Differences in the composition and diversity of the gut microbial communities among individuals are influenced by environmental factors. However, there is limited research on factors affecting microbiome variation in colorectal cancer patients, who display lower inter-individual variations than that of healthy individuals. In this study, we examined the association between modifiable factors and the microbiome variation in colorectal cancer patients.


A total of 331 colorectal cancer patients who underwent resection surgery at the Department of Surgery, Seoul National University Hospital between October 2017 and August 2019 were included. Fecal samples from colorectal cancer patients were collected prior to the surgery.
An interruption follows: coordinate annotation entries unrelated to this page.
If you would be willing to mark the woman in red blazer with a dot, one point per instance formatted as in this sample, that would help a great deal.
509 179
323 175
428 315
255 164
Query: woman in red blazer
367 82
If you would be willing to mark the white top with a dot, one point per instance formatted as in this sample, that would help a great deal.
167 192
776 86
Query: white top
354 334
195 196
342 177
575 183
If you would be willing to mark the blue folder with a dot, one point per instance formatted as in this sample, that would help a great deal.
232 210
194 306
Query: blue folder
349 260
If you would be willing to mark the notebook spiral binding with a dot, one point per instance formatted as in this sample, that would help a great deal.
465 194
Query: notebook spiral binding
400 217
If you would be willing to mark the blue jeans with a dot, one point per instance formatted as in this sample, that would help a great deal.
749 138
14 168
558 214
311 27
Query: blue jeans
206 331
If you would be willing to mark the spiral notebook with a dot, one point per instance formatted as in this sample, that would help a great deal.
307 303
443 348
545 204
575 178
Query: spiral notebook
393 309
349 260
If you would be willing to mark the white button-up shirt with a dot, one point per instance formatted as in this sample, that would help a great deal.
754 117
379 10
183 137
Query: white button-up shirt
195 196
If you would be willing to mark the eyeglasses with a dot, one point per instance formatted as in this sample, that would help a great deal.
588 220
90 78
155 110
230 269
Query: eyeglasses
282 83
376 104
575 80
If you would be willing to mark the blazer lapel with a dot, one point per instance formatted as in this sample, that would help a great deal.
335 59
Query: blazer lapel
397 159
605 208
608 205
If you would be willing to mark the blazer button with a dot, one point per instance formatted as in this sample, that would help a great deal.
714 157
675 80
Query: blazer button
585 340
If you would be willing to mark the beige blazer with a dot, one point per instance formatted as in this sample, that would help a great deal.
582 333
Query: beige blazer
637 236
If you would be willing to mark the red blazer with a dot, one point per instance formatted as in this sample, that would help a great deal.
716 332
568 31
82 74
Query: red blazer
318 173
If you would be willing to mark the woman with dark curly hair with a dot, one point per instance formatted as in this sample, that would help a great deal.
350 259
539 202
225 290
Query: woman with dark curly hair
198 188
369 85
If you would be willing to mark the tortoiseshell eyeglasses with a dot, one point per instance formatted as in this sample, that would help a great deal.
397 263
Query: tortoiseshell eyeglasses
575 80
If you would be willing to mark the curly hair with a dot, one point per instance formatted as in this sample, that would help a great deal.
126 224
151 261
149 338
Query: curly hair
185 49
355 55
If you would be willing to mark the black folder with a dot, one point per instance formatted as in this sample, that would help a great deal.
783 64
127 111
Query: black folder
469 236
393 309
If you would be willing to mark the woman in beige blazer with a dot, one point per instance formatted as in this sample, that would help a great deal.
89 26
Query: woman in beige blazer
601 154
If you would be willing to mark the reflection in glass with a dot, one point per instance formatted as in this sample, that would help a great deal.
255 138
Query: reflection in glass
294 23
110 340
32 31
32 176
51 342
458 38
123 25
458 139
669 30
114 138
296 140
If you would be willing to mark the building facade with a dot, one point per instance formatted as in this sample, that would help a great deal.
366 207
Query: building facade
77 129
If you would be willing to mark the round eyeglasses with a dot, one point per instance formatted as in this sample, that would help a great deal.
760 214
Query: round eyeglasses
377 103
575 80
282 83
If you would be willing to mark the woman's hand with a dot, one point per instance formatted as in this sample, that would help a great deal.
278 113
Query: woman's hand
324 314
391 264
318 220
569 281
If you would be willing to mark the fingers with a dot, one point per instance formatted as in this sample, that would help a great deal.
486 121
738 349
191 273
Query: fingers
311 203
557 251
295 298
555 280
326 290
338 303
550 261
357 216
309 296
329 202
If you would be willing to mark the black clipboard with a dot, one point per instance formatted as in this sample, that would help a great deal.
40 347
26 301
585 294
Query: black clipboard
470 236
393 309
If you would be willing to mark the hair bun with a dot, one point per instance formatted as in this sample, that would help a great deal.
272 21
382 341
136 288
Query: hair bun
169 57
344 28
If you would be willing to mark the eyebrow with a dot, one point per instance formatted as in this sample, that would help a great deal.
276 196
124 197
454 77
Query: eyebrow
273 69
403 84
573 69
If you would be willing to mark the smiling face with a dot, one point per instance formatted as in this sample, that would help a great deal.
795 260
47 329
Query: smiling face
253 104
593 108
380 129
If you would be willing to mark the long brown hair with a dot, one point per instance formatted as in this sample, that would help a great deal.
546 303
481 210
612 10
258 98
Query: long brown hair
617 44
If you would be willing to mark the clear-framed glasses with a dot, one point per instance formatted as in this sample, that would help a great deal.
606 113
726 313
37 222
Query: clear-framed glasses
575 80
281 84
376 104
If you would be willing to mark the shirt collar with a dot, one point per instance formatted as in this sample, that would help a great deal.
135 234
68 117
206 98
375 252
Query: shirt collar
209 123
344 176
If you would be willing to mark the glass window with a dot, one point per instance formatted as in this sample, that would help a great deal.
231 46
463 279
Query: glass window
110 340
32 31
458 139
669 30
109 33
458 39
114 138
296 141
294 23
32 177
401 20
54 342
Variations in the gut microbiome among patients with different lifestyles and metabolic diseases were examined through the network analysis of inter-connected microbial abundance, the assessment of the Anna Karenina principle effect for microbial stochasticity, and the identification of the enriched bacteria using linear discrimination analysis effect size. Associations of dietary diversity with microbiome variation were investigated using the Procrustes analysis.
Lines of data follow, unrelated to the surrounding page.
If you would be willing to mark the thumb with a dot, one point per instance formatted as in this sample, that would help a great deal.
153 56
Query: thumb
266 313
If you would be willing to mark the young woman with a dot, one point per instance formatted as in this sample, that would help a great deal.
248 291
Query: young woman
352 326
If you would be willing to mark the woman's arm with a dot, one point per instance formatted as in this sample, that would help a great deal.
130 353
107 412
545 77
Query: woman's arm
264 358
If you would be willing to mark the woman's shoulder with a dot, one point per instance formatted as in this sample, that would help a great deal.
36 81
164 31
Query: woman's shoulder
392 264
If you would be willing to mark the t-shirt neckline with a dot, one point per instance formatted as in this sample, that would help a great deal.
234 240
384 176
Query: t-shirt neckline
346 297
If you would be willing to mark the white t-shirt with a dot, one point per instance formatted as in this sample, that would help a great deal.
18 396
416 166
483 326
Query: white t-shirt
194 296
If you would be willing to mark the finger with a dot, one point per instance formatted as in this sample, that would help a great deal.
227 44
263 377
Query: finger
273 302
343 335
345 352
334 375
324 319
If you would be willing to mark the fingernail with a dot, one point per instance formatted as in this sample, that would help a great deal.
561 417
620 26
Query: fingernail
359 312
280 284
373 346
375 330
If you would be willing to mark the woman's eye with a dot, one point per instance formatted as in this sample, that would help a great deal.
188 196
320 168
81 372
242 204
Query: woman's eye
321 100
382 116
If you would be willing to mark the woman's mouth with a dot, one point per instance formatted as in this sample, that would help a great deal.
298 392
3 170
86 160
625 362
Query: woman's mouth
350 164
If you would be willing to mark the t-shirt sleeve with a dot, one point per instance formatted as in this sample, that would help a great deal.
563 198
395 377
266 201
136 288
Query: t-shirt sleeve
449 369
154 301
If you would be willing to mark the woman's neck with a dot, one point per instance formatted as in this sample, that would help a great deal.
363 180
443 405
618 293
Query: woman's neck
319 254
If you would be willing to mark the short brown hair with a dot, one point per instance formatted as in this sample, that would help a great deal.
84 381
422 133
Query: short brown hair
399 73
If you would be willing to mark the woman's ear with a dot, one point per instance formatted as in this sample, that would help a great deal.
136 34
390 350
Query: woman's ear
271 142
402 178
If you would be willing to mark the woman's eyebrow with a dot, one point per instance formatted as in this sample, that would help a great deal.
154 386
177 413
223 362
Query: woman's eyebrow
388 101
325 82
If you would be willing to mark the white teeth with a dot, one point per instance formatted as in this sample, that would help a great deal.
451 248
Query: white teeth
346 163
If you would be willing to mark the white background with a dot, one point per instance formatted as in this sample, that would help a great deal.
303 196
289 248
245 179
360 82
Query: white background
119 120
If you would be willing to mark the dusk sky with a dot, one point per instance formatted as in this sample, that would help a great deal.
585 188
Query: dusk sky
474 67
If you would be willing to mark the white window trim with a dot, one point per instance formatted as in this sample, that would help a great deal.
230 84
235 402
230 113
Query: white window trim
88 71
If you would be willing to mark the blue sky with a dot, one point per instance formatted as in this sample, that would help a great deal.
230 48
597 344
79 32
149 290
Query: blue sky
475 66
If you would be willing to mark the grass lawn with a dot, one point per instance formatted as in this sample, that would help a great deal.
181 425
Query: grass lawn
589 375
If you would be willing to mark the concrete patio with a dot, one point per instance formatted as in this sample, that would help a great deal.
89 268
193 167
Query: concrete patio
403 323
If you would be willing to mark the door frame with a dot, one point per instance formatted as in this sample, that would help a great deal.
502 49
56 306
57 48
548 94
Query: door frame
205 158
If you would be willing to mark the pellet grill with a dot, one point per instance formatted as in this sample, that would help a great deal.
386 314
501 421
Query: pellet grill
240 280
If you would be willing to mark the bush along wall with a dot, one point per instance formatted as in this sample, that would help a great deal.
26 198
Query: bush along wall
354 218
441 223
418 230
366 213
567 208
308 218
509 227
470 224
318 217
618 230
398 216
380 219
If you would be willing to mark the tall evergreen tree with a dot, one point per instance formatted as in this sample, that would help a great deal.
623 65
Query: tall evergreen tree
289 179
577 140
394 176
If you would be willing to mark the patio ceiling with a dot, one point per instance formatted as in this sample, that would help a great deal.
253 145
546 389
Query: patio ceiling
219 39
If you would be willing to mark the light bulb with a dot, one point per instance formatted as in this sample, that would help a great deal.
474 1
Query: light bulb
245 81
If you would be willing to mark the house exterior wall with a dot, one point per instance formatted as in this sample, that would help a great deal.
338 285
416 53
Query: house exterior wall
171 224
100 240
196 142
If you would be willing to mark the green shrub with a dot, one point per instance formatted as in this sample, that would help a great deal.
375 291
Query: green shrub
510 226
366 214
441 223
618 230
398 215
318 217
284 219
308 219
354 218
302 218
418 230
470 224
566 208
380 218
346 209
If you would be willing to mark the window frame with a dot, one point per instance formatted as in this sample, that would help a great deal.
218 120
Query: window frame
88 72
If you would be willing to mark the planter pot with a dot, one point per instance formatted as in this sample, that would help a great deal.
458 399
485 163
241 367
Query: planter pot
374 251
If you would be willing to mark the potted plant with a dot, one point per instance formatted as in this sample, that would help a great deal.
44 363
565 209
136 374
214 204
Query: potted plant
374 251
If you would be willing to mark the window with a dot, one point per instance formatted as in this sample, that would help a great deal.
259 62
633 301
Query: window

We found stronger network connectivity of microbial communities in non-smokers, non-drinkers, obese individuals, hypertensive subjects, and individuals without diabetes than in their counterparts. The Anna Karenina principle effect was found for history of smoking, alcohol consumption, and diabetes (with significantly greater intra-sample similarity index), whereas obesity and hypertension showed the anti-Anna Karenina principle effect (with significantly lower intra-sample similarity index). We found certain bacterial taxa to be significantly enriched in patients of different categories of lifestyles and metabolic diseases using linear discrimination analysis. Diversity of food and nutrient intake did not shape the microbial diversity between individuals (pProcrustes>0.05).